Every dragon we sell is captive bred, properly settled and health-checked before it goes anywhere. We'll happily let you meet it first, watch it feed, and ask anything. We don't ship live animals, because we don't think it's right. And the relationship doesn't end at the till: our aftercare is free, for life, even for rescues you didn't buy from us. We're a fully licensed shop holding a 5-star animal welfare rating from Spelthorne Borough Council, which is the top mark there is. That's not a sales pitch. It's the floor we hold ourselves to.
Come and meet them
Just a few minutes from Sunbury
You don't need an appointment, and you're never under any pressure to buy. Come and see the dragons, meet the team, and get honest advice for your home.
Common questions
Are bearded dragons good pets for children?
They can be excellent family pets. They're calm and tolerate gentle handling well, which is why kids love them. The key word is family: the daily care, feeding and cost should be an adult's responsibility, with children helping under supervision. Come in and let your child meet one before you decide.
How much does a bearded dragon cost to set up in the UK?
Realistically £360 to £640 to do it properly, with the vivarium, UVB lighting, heating and thermostat making up most of that.

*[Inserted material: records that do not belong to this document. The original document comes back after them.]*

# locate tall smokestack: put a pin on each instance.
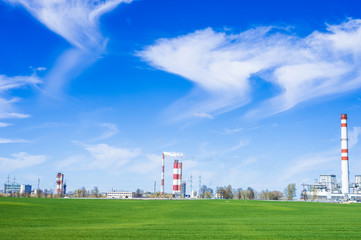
(179, 175)
(175, 177)
(60, 183)
(162, 181)
(344, 155)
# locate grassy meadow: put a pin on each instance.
(29, 218)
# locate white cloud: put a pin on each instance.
(3, 124)
(41, 69)
(5, 140)
(77, 21)
(221, 65)
(232, 131)
(7, 109)
(149, 165)
(13, 114)
(100, 156)
(241, 144)
(106, 156)
(111, 130)
(20, 160)
(203, 115)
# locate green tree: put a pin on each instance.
(290, 191)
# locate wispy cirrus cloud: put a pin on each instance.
(20, 160)
(221, 65)
(99, 156)
(5, 140)
(110, 130)
(77, 21)
(7, 108)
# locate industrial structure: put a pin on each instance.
(60, 185)
(327, 188)
(177, 173)
(121, 195)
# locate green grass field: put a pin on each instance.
(26, 218)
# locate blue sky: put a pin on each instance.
(251, 93)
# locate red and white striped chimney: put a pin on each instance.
(60, 183)
(179, 175)
(176, 186)
(344, 155)
(162, 181)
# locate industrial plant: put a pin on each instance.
(327, 188)
(179, 187)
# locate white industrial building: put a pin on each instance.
(121, 195)
(327, 188)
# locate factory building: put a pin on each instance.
(327, 188)
(12, 188)
(121, 195)
(176, 174)
(183, 191)
(60, 185)
(25, 189)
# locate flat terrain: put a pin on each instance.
(25, 218)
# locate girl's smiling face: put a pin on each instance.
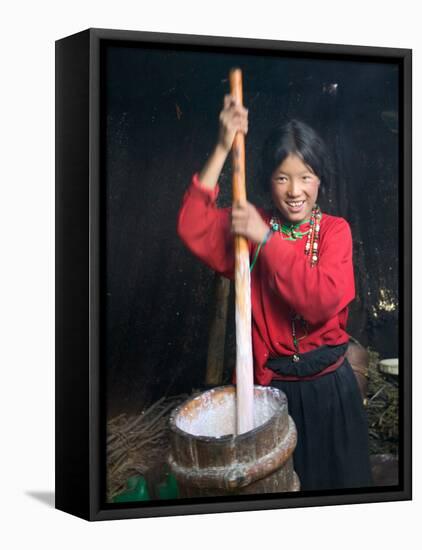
(294, 189)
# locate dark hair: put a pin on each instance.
(294, 137)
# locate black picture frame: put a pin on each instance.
(80, 429)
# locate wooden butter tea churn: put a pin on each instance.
(235, 439)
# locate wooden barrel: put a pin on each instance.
(208, 459)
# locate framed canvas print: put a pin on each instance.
(233, 274)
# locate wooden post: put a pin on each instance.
(217, 333)
(244, 361)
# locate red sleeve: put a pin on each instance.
(316, 293)
(205, 229)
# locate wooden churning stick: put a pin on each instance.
(244, 361)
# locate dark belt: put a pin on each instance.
(309, 364)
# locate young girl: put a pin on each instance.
(301, 284)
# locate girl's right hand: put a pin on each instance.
(233, 118)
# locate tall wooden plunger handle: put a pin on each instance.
(244, 360)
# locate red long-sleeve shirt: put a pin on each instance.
(282, 280)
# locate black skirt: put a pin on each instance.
(332, 450)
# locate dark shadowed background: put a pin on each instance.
(160, 118)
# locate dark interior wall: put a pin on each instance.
(161, 118)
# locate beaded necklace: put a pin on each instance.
(291, 232)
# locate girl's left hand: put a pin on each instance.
(247, 221)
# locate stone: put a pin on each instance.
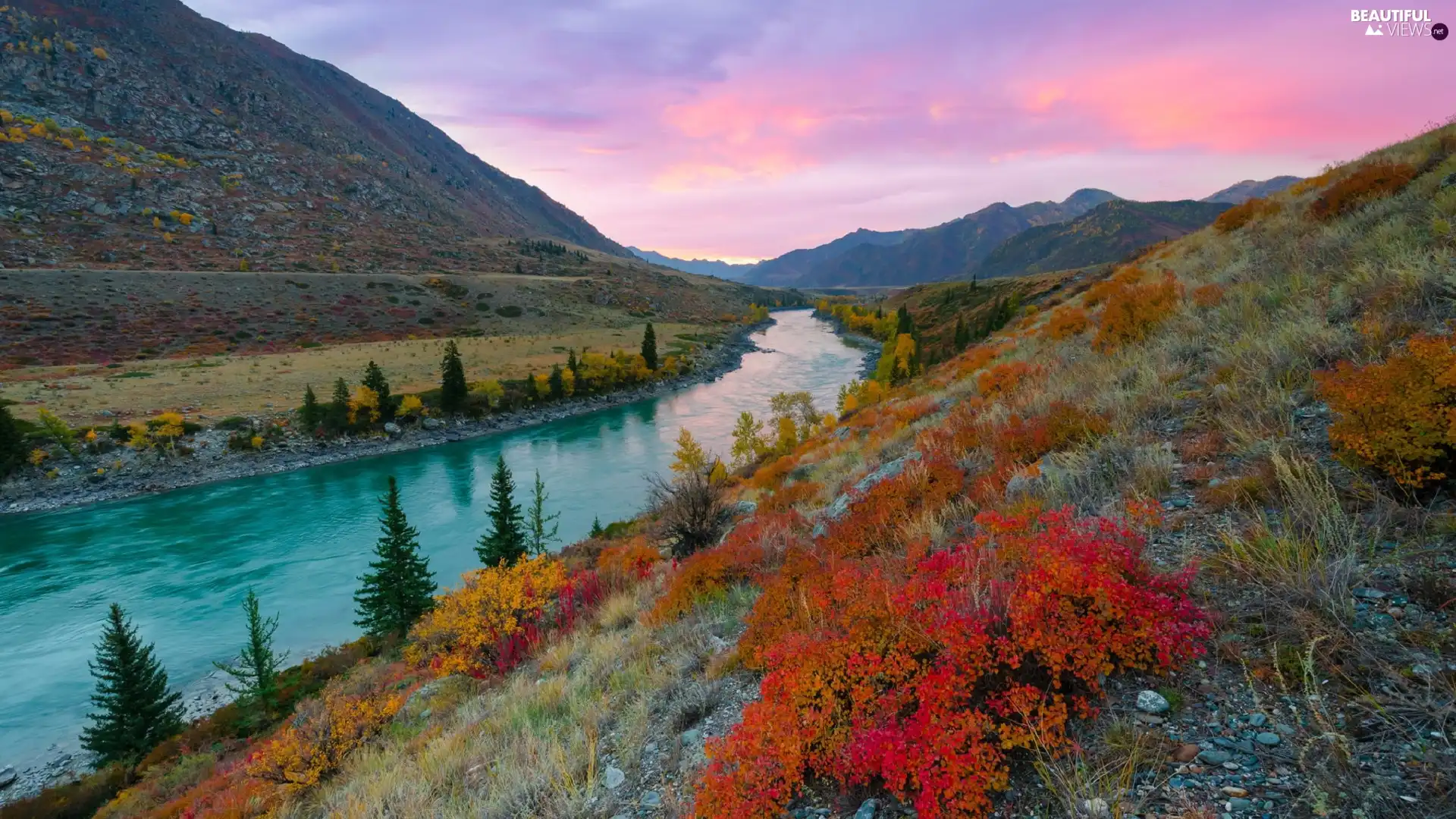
(1150, 703)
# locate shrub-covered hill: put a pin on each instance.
(1177, 544)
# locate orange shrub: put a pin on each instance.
(1134, 311)
(1065, 322)
(620, 566)
(1002, 379)
(1398, 416)
(1373, 181)
(1207, 295)
(1241, 215)
(875, 519)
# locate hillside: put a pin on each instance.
(1175, 539)
(1247, 190)
(906, 257)
(702, 267)
(1107, 234)
(273, 156)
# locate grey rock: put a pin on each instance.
(1152, 703)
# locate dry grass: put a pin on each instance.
(262, 385)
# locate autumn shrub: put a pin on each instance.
(875, 518)
(1369, 183)
(623, 564)
(1134, 311)
(1241, 215)
(1398, 416)
(469, 627)
(928, 675)
(1002, 379)
(1066, 322)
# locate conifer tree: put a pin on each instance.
(338, 414)
(12, 444)
(452, 379)
(136, 711)
(650, 347)
(506, 541)
(400, 586)
(375, 379)
(541, 528)
(256, 670)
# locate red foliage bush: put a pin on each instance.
(927, 673)
(1373, 181)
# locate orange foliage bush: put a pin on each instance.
(1370, 183)
(927, 673)
(628, 563)
(1065, 322)
(1207, 295)
(1398, 416)
(1241, 215)
(1134, 311)
(877, 516)
(1002, 379)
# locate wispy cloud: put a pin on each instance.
(750, 127)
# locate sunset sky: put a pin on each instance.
(747, 129)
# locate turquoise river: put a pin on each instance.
(181, 561)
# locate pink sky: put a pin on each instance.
(747, 129)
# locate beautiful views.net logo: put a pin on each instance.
(1398, 22)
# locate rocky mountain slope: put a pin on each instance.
(139, 133)
(1106, 234)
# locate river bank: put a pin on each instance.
(77, 482)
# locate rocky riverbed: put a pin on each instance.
(77, 480)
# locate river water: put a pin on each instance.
(181, 561)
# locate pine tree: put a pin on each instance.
(400, 586)
(338, 414)
(452, 379)
(256, 670)
(12, 444)
(506, 541)
(650, 347)
(136, 708)
(375, 379)
(541, 528)
(310, 414)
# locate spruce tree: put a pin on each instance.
(506, 541)
(400, 586)
(338, 416)
(256, 670)
(12, 444)
(310, 414)
(541, 528)
(136, 711)
(452, 379)
(650, 347)
(375, 379)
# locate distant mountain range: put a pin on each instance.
(1247, 190)
(1088, 228)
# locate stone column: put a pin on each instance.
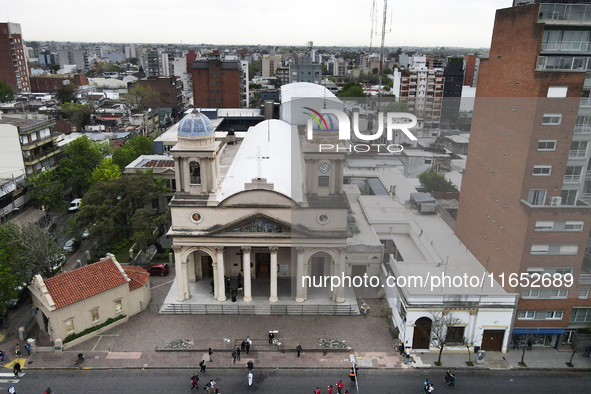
(180, 286)
(300, 297)
(220, 270)
(177, 174)
(247, 273)
(273, 297)
(340, 272)
(212, 175)
(186, 173)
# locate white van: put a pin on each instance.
(74, 205)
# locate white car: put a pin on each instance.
(75, 205)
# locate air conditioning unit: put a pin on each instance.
(555, 201)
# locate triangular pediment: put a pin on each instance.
(258, 224)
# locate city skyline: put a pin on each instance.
(349, 24)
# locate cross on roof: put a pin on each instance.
(259, 158)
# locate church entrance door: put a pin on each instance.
(263, 263)
(206, 267)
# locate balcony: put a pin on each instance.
(561, 13)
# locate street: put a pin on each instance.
(302, 381)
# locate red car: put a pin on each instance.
(158, 269)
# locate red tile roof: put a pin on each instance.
(138, 275)
(84, 282)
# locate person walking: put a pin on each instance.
(16, 369)
(194, 380)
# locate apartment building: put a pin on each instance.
(524, 210)
(14, 70)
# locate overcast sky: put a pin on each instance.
(465, 23)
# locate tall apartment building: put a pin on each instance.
(218, 83)
(471, 65)
(422, 89)
(524, 211)
(269, 65)
(14, 70)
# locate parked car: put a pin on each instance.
(70, 246)
(75, 205)
(158, 269)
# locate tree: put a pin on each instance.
(141, 97)
(77, 113)
(47, 190)
(132, 149)
(435, 182)
(66, 93)
(109, 207)
(105, 171)
(81, 157)
(6, 93)
(439, 330)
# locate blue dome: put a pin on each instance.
(195, 124)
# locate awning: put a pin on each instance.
(539, 331)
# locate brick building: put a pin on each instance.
(522, 211)
(50, 83)
(218, 83)
(14, 70)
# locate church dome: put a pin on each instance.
(195, 124)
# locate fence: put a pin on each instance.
(301, 310)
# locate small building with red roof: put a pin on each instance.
(86, 297)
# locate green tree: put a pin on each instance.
(132, 149)
(6, 93)
(141, 97)
(66, 94)
(105, 171)
(81, 157)
(77, 113)
(435, 182)
(47, 190)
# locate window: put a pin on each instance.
(557, 91)
(537, 196)
(455, 335)
(94, 314)
(195, 171)
(551, 119)
(542, 170)
(546, 145)
(527, 315)
(69, 325)
(544, 226)
(539, 249)
(580, 315)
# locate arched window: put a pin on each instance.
(195, 170)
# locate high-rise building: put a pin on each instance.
(524, 212)
(218, 83)
(14, 70)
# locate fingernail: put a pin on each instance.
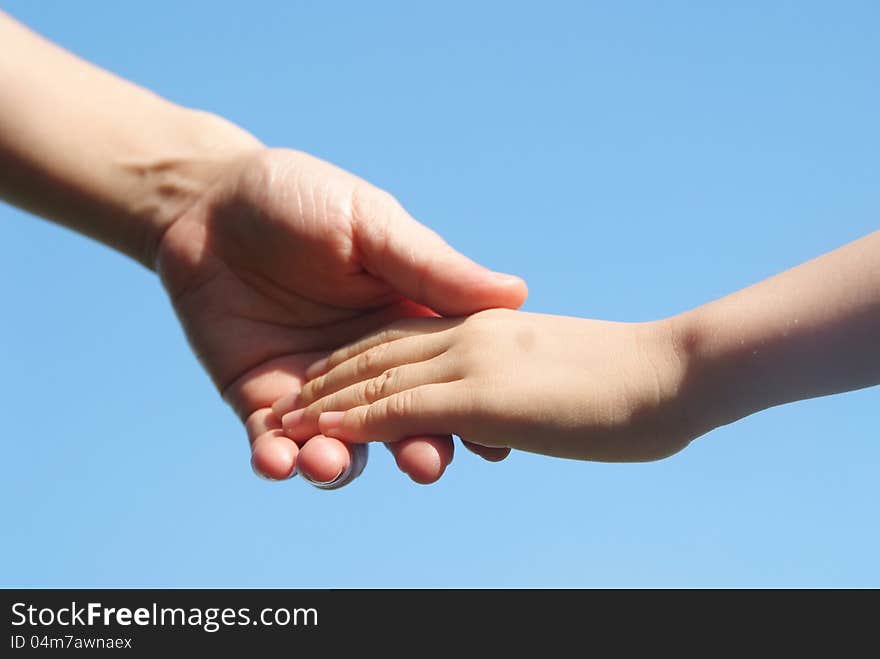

The dragon itself is usually £45 to £90. Ongoing costs for food, supplements and electricity run roughly £20 to £40 a month.
Where can I buy a bearded dragon near Sunbury?
Walk on the Wildside in Ashford is a short drive from Sunbury-on-Thames and is a fully licensed, 5-star rated specialist reptile shop. All our dragons are captive bred and health-checked, and we offer free lifelong aftercare. Pop in any time during opening hours, no appointment needed.
Do you sell live food?
Yes. We stock live insects, plus dried food, greens and the calcium and vitamin supplements your dragon needs. Many local keepers set up a regular order so it's always fresh and ready to collect.
How long do bearded dragons live?
Typically ten to fifteen years when they're kept well. It's a long commitment, which is exactly why we'd rather you took your time and got the setup right than rushed the decision.
Can I handle one before I buy?
Absolutely, and we encourage it. Meeting a dragon, watching it move and feed, and seeing how it's kept tells you far more than any website can. There's never any pressure to buy on the day.